Passados 10 anos, muitas destas relações (frágeis em termos jurídico-administrativos) terminaram assumindo dimensões clientelistas - prefeitos e seus quadros de servidores se autorizam (e são reciprocamente autorizados pela direção setorial) a interferir em decisões sobre oferta ou não de cursos nestes ou naqueles espaços, oferta ou não de transporte público (imprescindível para a mobilidade acadêmica), etc, etc e etc.
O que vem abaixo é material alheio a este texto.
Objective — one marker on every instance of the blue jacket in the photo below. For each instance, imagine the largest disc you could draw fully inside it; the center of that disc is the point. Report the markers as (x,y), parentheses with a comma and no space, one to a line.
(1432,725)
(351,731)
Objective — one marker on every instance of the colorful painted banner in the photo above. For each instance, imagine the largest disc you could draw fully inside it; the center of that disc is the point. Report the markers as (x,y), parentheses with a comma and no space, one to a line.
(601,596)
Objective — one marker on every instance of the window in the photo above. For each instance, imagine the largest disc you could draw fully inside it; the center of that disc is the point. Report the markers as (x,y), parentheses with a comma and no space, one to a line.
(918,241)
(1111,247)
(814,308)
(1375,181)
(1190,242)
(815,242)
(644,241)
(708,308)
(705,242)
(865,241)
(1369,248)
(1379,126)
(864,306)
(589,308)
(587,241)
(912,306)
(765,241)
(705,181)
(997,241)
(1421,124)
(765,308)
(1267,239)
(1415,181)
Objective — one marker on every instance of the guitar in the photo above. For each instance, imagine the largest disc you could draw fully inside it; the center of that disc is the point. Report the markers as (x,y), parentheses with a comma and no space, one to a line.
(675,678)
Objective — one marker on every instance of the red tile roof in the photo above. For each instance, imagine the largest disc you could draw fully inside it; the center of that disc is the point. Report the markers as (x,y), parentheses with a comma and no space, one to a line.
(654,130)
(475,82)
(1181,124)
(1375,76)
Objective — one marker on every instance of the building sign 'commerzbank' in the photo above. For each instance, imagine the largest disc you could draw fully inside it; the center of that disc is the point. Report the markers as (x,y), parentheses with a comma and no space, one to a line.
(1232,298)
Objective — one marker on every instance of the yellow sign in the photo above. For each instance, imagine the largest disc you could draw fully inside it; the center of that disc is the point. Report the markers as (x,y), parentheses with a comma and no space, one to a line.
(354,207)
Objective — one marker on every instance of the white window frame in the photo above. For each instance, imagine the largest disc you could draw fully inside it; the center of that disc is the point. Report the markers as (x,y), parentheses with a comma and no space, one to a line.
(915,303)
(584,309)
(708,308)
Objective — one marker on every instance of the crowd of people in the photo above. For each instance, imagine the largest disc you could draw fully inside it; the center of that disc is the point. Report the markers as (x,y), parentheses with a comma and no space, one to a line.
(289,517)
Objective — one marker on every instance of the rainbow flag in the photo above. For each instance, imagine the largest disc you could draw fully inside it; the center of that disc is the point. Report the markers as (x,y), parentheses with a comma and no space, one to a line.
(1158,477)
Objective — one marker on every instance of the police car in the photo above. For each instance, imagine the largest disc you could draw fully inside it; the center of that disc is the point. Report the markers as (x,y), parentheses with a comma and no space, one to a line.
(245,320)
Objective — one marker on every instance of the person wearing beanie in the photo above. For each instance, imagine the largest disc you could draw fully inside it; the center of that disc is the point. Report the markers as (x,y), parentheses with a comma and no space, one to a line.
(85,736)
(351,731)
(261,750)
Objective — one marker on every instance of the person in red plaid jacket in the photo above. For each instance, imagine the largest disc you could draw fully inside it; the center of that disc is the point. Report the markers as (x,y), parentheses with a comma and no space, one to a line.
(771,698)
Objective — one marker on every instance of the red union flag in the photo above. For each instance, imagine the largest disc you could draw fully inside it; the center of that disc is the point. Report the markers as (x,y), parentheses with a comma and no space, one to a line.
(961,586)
Perversamente, estas relações terminam por reduzir a discricionariedade (poder de deliberação) das Câmaras de Curso e da comunidade acadêmica como um todo sobre assuntos de seus interesses, frente às interferências do poder local.
Em síntese, passada uma década, agentes municipais consideram "legítimo" interferir, não raro abusivamente, em assuntos de interesse da universidade; no plano político, abre-se espaço para inversões de responsabilidades e competências, resultando em constrangimentos, insegurança jurídica, vícios administrativos, impasses, perda de tempo, equipamentos, recursos, precarização da oferta de serviços essenciais, imobilidade, entre outros impactos.
Amarrada nestas teias pouco transparentes, a gestão perde agência (ou concentra poder?), "engessando" fluxos essenciais como espaço físico, transporte, mobilidade. A quem interessa a continuidade destas práticas? Infelizmente, pesa reconhecer em tais praticas a marca colonial – quando contraditoriamente pretendemos um projeto de descolonização!
E com as comunidades? Quais os resultados da ausência de protocolos institucionais com as comunidades locais? Fragilidade no enfrentamento de grandes projetos de desenvolvimento, isolamento ou sobreposição de ações de interesse comum, fragmentação dos resultados das atividades de ensino, pesquisa, extensão, das produções de ICH's, PA's, fruto da atomização produtiva, que não produz sínteses: temos a impressão de que andamos muito, mas não somos capazes de reconhecer o traçado de nosso próprio caminho, pois no plano institucional nossa ecologia está atomizada.
Refletir sobre 10 anos dessa política nos coloca frente a um paradoxo: de um lado um discurso (de protagonismo, emancipação, autonomia, desenvolvimento socialmente justo e ambientalmente sustentável, diversidade), de outro uma prática (que resultou em atomização e fragmentação de nossas relações humanas e profissionais, em amarras clientelistas nas relações com as esferas executivas municipais, entre outros problemas aqui apontados, neste breve balanço.
Por fim, como já temos dito, democracia e concentração de poder por 10 anos consecutivos não combinam!
Para além dos 10 anos precisamos - e queremos - outra gestão, coletiva! O fluxo de gestão é o ingrediente indispensável para o amadurecimento institucional PPP do Setor Litoral.
Este Projeto, levado a sério, exige que o poder de gestão circule reciprocamente entre os sujeitos que integram a equipe acadêmica setorial.
Para de fato vivenciarmos os valores de respeito à diferença, protagonismo e autonomia, precisamos garantir o exercício plural e democrático da gestão do projeto.
E neste pleito, a circulação do poder de gestão encontra à disposição da comunidade acadêmica dois membros docentes cujas trajetórias historicamente demonstram o compromisso com a universidade pública, com a cidadania, com uma educação emancipatória, com uma ética que vê na diferença um valor e com as comunidades do Litoral.